“Segment Anything,” posted to arXiv in April 2023 by Alexander Kirillov and colleagues at Meta AI, applied the foundation-model playbook from language to image segmentation: build one large, general model that can be prompted to do many tasks without retraining. The project delivered a new task, a model, and a dataset together.
The Segment Anything Model, or SAM, is “promptable.” Given an image and a prompt - a click, a box, or a rough mask - it outputs precise masks for the indicated objects, and it does this zero-shot on images and categories it was never explicitly trained on. Architecturally it pairs a heavy image encoder (a Vision Transformer) with a lightweight prompt encoder and mask decoder, so the expensive image processing is done once and then queried cheaply for many prompts. To train it, Meta built SA-1B, the largest segmentation dataset to date, with more than 1 billion masks across 11 million licensed, privacy-respecting images, generated through a data engine in which the model and human annotators bootstrapped each other.

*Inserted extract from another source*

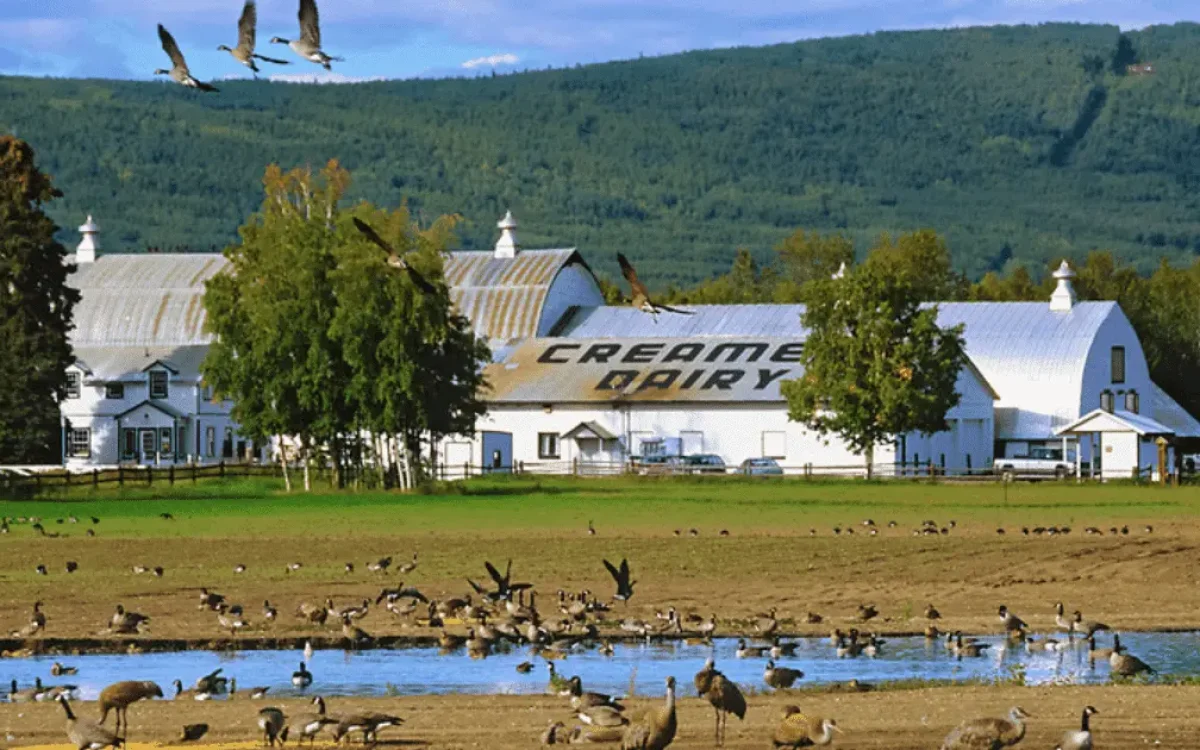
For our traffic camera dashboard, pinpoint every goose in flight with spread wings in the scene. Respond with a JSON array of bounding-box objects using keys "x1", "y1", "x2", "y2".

SAM showed that segmentation - long a task requiring a model trained per dataset - could be handled by a single general model good enough to often match fully supervised systems. It became a widely used building block for image and video editing, medical imaging, scientific analysis, and robotics, where it serves as a reusable “cut out any object” primitive. The release continued the trend of treating vision problems as something a large pretrained model can solve by prompting rather than by bespoke training.